To my embarrassment, I’m not sure I had even heard of Joseph Smith Fletcher, never mind read any of his stuff, before I picked up this book. It would not be an understatement to say that this once relatively popular and, certainly, prolific author has now somewhat faded into obscurity. Thanks to the efforts of the Black Heath Classic Crime series, you can now find some of his detective fiction in e-book form. This is one of them.

Fletcher (1863 – 1935) was a prolific writer, publishing in a range of styles including poetry, historical and detective fiction. His first published novel was When Charles The First Was King, which saw the light of day in 1892 and which many consider to be his finest work. If his writing career went downhill it was a long slope as he published some 230 books in total. His first crime collection was a series of short stories which came out in 1909 under the rather racy (and dated) title of The Adventures of Archer Dawe, Sleuth-hound.

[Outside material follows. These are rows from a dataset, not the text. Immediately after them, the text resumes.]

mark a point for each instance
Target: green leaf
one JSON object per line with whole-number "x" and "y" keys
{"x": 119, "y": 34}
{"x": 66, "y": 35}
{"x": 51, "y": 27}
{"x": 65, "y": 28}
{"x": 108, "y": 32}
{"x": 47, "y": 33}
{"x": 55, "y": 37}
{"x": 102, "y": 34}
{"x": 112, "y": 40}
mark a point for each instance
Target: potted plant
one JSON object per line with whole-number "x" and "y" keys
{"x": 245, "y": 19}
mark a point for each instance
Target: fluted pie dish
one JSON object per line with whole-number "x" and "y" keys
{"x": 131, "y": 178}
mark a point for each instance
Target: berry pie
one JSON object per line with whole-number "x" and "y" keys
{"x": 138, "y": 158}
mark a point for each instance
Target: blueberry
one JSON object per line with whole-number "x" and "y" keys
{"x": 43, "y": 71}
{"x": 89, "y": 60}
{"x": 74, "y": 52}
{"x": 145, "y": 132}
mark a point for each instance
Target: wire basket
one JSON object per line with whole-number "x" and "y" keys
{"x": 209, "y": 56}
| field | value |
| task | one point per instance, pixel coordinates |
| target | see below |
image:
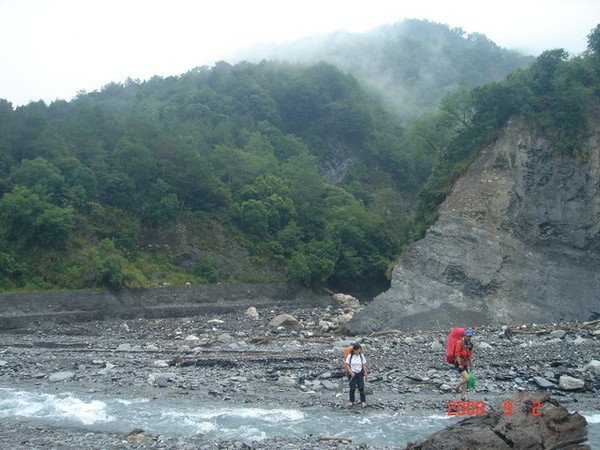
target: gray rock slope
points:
(517, 241)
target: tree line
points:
(244, 146)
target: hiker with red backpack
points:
(461, 348)
(355, 367)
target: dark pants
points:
(358, 381)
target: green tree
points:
(27, 219)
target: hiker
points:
(463, 352)
(356, 367)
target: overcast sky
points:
(52, 49)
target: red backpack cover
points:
(453, 337)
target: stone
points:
(501, 267)
(557, 334)
(543, 383)
(284, 320)
(593, 366)
(346, 301)
(483, 346)
(225, 338)
(344, 318)
(160, 379)
(329, 385)
(61, 376)
(287, 381)
(435, 346)
(522, 429)
(568, 383)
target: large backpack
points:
(453, 337)
(345, 352)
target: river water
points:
(224, 421)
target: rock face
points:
(554, 427)
(517, 240)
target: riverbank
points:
(251, 360)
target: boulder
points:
(515, 241)
(61, 376)
(160, 379)
(554, 427)
(568, 383)
(593, 366)
(283, 320)
(346, 301)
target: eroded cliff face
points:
(517, 241)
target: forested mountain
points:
(226, 154)
(412, 63)
(250, 172)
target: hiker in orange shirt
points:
(356, 367)
(463, 353)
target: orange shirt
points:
(462, 352)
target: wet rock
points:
(160, 379)
(593, 366)
(543, 383)
(554, 425)
(568, 383)
(252, 313)
(61, 376)
(557, 334)
(287, 381)
(346, 301)
(284, 320)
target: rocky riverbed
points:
(276, 358)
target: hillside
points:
(517, 239)
(224, 174)
(412, 64)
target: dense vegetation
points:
(413, 63)
(556, 94)
(244, 149)
(239, 146)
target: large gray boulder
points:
(552, 427)
(517, 240)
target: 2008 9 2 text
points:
(469, 408)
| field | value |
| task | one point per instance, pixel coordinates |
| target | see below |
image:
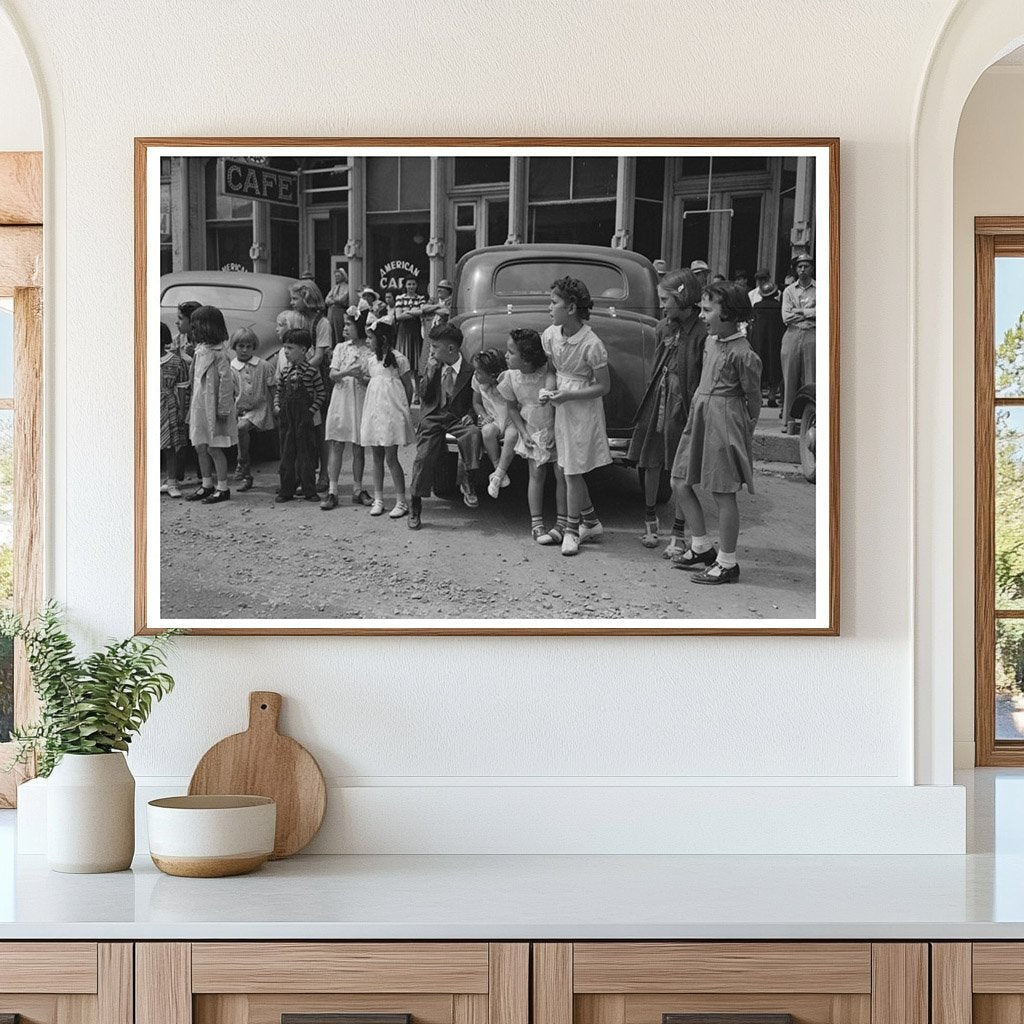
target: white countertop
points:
(976, 896)
(516, 897)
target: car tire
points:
(444, 483)
(664, 485)
(808, 441)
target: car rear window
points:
(535, 278)
(221, 296)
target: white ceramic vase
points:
(90, 814)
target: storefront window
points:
(696, 231)
(744, 236)
(594, 176)
(325, 181)
(648, 208)
(692, 166)
(571, 177)
(166, 257)
(481, 170)
(397, 183)
(581, 223)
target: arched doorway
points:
(977, 34)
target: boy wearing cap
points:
(445, 407)
(799, 314)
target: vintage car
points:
(251, 300)
(503, 287)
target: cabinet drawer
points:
(333, 983)
(729, 983)
(328, 967)
(721, 967)
(67, 982)
(48, 967)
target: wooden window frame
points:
(22, 279)
(993, 237)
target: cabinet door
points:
(980, 982)
(333, 983)
(730, 983)
(66, 982)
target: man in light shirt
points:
(799, 314)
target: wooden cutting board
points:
(260, 762)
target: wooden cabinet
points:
(312, 982)
(978, 982)
(760, 982)
(67, 982)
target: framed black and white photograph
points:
(442, 386)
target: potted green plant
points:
(89, 710)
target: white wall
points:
(987, 182)
(20, 122)
(427, 718)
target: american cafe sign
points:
(256, 181)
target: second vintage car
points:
(504, 287)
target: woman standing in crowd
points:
(386, 423)
(306, 299)
(349, 372)
(409, 317)
(173, 415)
(667, 402)
(577, 385)
(717, 446)
(337, 303)
(213, 427)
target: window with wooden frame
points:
(20, 432)
(999, 491)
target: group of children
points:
(541, 399)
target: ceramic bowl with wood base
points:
(211, 837)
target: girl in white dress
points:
(386, 421)
(535, 423)
(577, 384)
(344, 415)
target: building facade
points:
(384, 218)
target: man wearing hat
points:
(799, 314)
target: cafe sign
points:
(259, 182)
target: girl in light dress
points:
(349, 371)
(255, 380)
(173, 415)
(213, 427)
(577, 383)
(497, 432)
(716, 450)
(521, 385)
(666, 403)
(386, 423)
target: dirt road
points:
(252, 558)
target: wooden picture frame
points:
(814, 161)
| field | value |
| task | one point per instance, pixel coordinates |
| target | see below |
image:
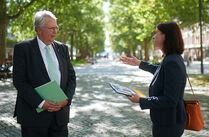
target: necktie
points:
(51, 66)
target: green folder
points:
(50, 91)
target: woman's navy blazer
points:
(166, 91)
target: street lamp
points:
(200, 17)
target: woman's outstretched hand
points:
(130, 61)
(134, 98)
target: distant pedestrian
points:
(166, 91)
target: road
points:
(97, 111)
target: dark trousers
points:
(168, 131)
(53, 131)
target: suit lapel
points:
(57, 51)
(156, 75)
(39, 58)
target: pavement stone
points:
(97, 111)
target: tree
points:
(80, 22)
(9, 11)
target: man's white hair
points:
(39, 18)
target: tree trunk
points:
(71, 46)
(3, 25)
(146, 49)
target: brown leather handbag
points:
(194, 116)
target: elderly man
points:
(36, 62)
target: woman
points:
(166, 91)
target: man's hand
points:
(51, 106)
(62, 103)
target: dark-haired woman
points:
(166, 90)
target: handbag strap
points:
(191, 87)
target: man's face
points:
(48, 33)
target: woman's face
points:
(159, 38)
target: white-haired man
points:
(32, 68)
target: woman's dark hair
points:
(173, 38)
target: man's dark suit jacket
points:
(166, 91)
(29, 72)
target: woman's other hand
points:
(130, 61)
(134, 98)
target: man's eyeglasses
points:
(53, 28)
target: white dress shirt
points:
(43, 54)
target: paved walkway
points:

The Mr Linthwaite book appeared in 1920, right at the start of Fletcher’s most productive period, publishing over 50 books over the next ten years. Fletcher’s main interest was crimes involving fraud, his interest piqued by a case which was heard in the Quarter Sessions of the town in which he went to school. “Its circumstances were unusual”, he wrote, “and mysterious and the truth hard to get at”. It would be no surprise then to learn that this book is about fraud and deception.

Conan Doyle is reputed to have written his Sherlock Holmes stories because he thought he could do better than Fletcher, although the chronology seems to me to make that unlikely,  and whilst this story may come a long way short of the best of Holmes, it is still a good honest adventure story with enough twists and turns to keep the reader interested and the denouement was satisfying without too many ludicrous plot turns or coincidences to bring the action to a conclusion.

You can’t help noticing that it is a tad old-fashioned and rather more gently paced than some Golden Age fiction I have read. There are still horse-drawn omnibuses, a well-connected railway system which, provided you have the time, allows you to get pretty much anywhere from anywhere and communications are sent by a reliable, efficient and speedy postal system. There are telegrams, but these are reserved for real emergencies, and the mention of a telephone towards the end of the book comes as a real shock. This is a very different time.

The detective work is done by an enthusiastic amateur, Linthwaite’s nephew, and the text hints that he has had prior experience on matters of this nature. The police, on the other hand, are depicted as blundering assess, Inspector Crabbe all too quick to jump to the conclusion that a group of gypsy travellers must have been the culprits. Their brawn is needed at the end but, to all intents and purposes, they play a marginal role in proceedings.

Mr Linthwaite has gone to visit the ancient town of Selchester for a few days, he is a keen antiquarian, and his nephew is to join him after a few days. But Mr Linthwaite, a very particular man who would always advise of any change in plans, is missing. What has happened to him? It is revealed that he encountered a respectable woman in the town by chance, someone he knew from his past life as a solicitor. The case turns on an inheritance and which of the woman’s two marriages was legitimate. I won’t spoil it for you.

I enjoyed the book as a piece of undemanding entertainment and will probably read another of Fletcher’s many books.